Ein Koffein-Grenzwert teilt eine Kategorie in zwei Hälften. Category Management fängt damit an, zu sehen, welche Hälfte im Regal steht.
Polen hat eine Zahl festgelegt, ab der ein Getränk als Energydrink gilt. Varianten unterhalb dieses Werts stehen seither neben denen darüber, im selben Markendesign, im selben Regal. Aus einem Meter Entfernung sehen beide gleich aus. Auf dem Papier sind es zwei Produkte, für die zwei verschiedene Regeln gelten.

Was die Regel festlegt
Das polnische Gesetz über die öffentliche Gesundheit, im August 2023 geändert und seit dem 1. Januar 2024 in Kraft, stuft ein Getränk als Energydrink ein, wenn es mehr als 150 mg zugesetztes Koffein pro Liter oder zugesetztes Taurin in beliebiger Menge enthält. Natürlich enthaltenes Koffein zählt nicht mit. Solche Getränke dürfen nicht an unter 18-Jährige, nicht auf dem Gelände von Bildungseinrichtungen und nicht in Automaten verkauft werden.
Der Grenzwert und die Taurin-Bedingung sind durch ein „oder“ verbunden. Wer nur das Koffein unter die Grenze senkt, bleibt mit der Rezeptur innerhalb der Definition, solange zugesetztes Taurin in der Dose ist. Außerhalb der Definition bleibt ein Getränk nur, wenn beides zutrifft: Koffein unter dem Grenzwert und kein zugesetztes Taurin.
Für ein Getränk innerhalb der Definition gilt eine Kennzeichnungspflicht: Auf der Verpackung muss der Hinweis „Napój energetyzujący“ oder „Napój energetyczny“ (Energydrink) sichtbar, deutlich lesbar und unverwischbar angebracht sein. Beide Varianten genügen der Vorschrift, und das wiegt schwerer, als es klingt: Es gibt keine einheitliche Formulierung, nach der sich auf einem Regalfoto suchen lässt.
Bestraft werden beide Seiten der Kasse, allerdings sehr unterschiedlich. Wer als Händler an Minderjährige verkauft, riskiert ein Bußgeld von bis zu 2.000 PLN. Einem Hersteller oder Importeur, der ein Getränk innerhalb der Definition nicht kennzeichnet, drohen bis zu 200.000 PLN.
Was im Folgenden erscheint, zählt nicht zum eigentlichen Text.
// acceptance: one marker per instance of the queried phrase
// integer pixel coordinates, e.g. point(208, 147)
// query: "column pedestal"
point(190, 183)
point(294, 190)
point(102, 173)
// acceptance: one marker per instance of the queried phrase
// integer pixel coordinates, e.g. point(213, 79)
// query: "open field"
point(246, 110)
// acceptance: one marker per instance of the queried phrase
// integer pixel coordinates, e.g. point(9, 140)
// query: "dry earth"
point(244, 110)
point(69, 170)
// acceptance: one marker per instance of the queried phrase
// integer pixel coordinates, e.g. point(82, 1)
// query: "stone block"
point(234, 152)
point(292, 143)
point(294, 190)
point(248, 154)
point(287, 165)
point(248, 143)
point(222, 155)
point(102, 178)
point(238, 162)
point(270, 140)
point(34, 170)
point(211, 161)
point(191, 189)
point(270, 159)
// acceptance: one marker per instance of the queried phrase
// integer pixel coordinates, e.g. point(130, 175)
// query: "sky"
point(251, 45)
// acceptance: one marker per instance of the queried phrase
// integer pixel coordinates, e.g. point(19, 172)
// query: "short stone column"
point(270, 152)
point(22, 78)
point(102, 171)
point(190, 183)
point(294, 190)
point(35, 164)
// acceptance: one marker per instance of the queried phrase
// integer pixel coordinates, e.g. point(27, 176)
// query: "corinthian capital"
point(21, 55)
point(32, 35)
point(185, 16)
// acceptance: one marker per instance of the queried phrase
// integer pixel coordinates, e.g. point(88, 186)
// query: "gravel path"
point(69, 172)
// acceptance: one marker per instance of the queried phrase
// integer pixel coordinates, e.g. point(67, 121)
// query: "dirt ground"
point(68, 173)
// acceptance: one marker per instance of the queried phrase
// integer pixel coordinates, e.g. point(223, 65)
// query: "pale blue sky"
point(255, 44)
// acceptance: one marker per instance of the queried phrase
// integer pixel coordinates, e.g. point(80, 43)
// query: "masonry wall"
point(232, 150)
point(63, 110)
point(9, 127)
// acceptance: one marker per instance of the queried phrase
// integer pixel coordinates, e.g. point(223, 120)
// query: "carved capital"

Noch etwas erklärt den zeitlichen Ablauf. Die Vorschriften von 2023 wurden der Europäischen Kommission nicht notifiziert, und wem ein Bußgeld auferlegt wurde, konnte es mit diesem Argument anfechten. Die notifizierte Fassung schließt diese Lücke seit 2026. Zwei Jahre lang war die Regel also klar und ihre Durchsetzung angreifbar.
Was dann im Regal stand
Die Kategorie hat sich trotzdem an dieser Zahl neu ausgerichtet.
Wenige Monate nach Januar 2024 standen im Energydrink-Regal polnischer Geschäfte Getränke mit neu formulierten Rezepturen: dieselben Hersteller, dieselben Markenfamilien, oft dasselbe Dosenformat, mit Aufschriften wie „low caffeine“ oder „natural caffeine“ anstelle des vorgeschriebenen Hinweises. Mehrere Hersteller brachten solche Linien fast gleichzeitig heraus, darunter Level Up und Black Energy, und so wirkt das Regal heute, als wäre eine neue Kategorie entstanden.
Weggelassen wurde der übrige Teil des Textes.